SSE routes should use a narrow handler chain. Do not place body-consuming, response-buffering, response-transforming, or response-compressing handlers in the SSE chain.

Recommended handlers:

  • CorrelationHandler
  • TraceabilityHandler, if used by the deployment
  • AuditHandler, if it does not read or buffer the response body
  • SecurityHandler or UnifiedSecurityHandler
  • CorsHttpHandler, if browser clients call the endpoint directly
  • HeaderHandler, for request/response headers that do not conflict with SSE
  • RouterHandler or LightProxyHandler as the terminal handler

Avoid these handlers for SSE routes:

  • BodyHandler
  • DumpHandler with response dumping
  • ResponseInterceptorInjectionHandler
  • Response transformers
  • Response cache handlers
  • ResponseEncodeHandler
  • Metrics injection for the SSE chain

Example handler.yml chain:

chains:
  sse:
    - correlation
    - traceability
    - security
    - cors
    - router

For direct proxy deployments, replace router with proxy.
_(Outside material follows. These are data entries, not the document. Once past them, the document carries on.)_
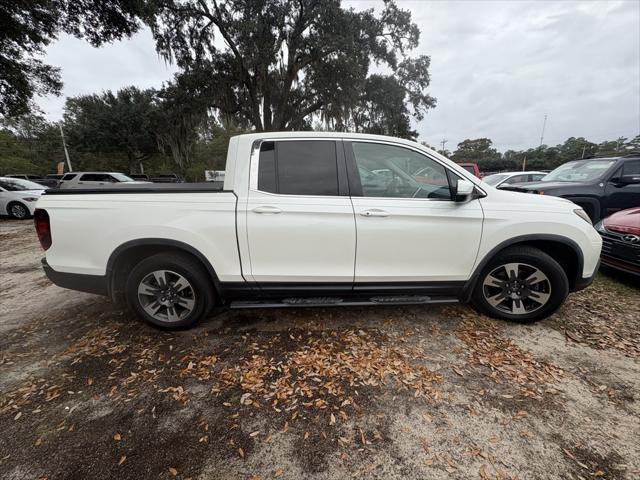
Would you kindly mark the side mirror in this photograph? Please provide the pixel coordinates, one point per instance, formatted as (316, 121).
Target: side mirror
(463, 191)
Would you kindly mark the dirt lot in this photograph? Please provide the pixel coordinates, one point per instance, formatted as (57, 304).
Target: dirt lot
(87, 391)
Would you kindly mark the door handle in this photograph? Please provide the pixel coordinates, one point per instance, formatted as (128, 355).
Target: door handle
(268, 209)
(374, 212)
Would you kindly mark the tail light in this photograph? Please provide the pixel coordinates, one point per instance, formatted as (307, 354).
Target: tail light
(43, 227)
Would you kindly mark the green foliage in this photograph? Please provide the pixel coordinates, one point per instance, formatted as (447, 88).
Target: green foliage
(541, 158)
(274, 64)
(118, 125)
(28, 26)
(29, 144)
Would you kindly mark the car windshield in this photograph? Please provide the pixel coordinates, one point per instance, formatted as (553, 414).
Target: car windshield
(18, 185)
(579, 171)
(122, 178)
(494, 179)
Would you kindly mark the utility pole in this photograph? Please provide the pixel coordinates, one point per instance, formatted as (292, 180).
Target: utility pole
(544, 124)
(66, 153)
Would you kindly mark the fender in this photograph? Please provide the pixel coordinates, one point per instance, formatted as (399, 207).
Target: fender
(467, 290)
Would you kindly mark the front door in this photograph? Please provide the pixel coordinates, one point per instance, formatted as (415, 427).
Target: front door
(409, 228)
(299, 216)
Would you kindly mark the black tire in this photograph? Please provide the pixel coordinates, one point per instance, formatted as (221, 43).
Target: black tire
(521, 300)
(199, 294)
(18, 210)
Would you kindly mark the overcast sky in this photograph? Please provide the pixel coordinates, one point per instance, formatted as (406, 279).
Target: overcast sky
(496, 69)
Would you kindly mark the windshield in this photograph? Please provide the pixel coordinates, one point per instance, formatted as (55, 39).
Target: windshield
(18, 185)
(122, 178)
(494, 179)
(579, 171)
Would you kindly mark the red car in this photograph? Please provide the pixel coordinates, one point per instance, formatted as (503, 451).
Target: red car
(620, 234)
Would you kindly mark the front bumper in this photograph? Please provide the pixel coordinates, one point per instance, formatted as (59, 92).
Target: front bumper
(584, 282)
(618, 253)
(96, 284)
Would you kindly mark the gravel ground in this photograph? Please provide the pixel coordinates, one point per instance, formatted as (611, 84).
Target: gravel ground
(88, 391)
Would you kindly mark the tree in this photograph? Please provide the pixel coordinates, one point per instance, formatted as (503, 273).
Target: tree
(120, 125)
(28, 26)
(182, 110)
(273, 64)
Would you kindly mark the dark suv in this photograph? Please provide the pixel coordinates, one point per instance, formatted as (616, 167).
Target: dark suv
(601, 186)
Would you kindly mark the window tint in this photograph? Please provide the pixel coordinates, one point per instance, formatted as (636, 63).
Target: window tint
(267, 168)
(306, 167)
(96, 177)
(517, 179)
(631, 168)
(390, 171)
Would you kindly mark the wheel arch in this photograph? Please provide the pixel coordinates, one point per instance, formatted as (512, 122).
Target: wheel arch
(562, 249)
(124, 257)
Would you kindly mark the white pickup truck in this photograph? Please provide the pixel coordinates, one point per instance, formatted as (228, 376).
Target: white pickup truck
(319, 219)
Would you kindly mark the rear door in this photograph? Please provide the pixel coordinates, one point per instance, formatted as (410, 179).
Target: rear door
(300, 221)
(409, 228)
(620, 196)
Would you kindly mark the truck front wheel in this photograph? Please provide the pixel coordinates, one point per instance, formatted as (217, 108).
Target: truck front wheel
(170, 290)
(522, 284)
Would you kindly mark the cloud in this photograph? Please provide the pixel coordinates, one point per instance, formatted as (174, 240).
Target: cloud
(497, 68)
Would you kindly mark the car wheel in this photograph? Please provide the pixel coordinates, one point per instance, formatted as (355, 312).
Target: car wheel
(521, 284)
(18, 211)
(170, 290)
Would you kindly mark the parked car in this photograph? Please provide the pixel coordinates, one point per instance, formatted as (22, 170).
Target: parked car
(140, 176)
(296, 225)
(18, 197)
(620, 234)
(601, 186)
(509, 178)
(167, 178)
(94, 179)
(24, 176)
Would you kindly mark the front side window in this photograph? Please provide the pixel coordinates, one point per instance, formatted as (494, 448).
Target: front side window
(390, 171)
(300, 167)
(631, 168)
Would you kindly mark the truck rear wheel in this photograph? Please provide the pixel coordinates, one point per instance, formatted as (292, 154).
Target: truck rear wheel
(521, 284)
(170, 290)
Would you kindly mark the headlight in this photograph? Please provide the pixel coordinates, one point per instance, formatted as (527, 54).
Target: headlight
(583, 215)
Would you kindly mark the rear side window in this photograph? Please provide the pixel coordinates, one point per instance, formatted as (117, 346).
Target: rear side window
(300, 167)
(96, 177)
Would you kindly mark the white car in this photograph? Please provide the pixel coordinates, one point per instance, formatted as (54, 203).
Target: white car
(509, 178)
(18, 197)
(304, 221)
(95, 179)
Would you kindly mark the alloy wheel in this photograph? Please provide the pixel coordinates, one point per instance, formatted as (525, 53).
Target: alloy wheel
(166, 296)
(516, 288)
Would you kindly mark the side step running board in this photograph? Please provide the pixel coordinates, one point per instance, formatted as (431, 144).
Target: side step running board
(343, 302)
Environment Property Examples

For container deployments, the list values can be supplied as JSON-style strings.

Direct proxy:

proxy.streamPathPrefixes: '["/chat","/agent"]'
proxy.streamMaxRequestTime: 0
proxy.streamIdleTimeout: 60000
proxy.metricsInjection: false

Router:

router.streamPathPrefixes: '["/v1/chat","/v1/agent"]'
router.streamMaxRequestTime: 0
router.streamIdleTimeout: 60000
router.metricsInjection: false

Verification

A quick manual verification can be done with curl:

curl -N \
  -H 'Accept: text/event-stream' \
  -H 'Content-Type: application/json' \
  -d '{"message":"hello"}' \
  http://localhost:8080/chat

The response should include Content-Type: text/event-stream and events should arrive incrementally without waiting for the downstream agent to finish the entire response.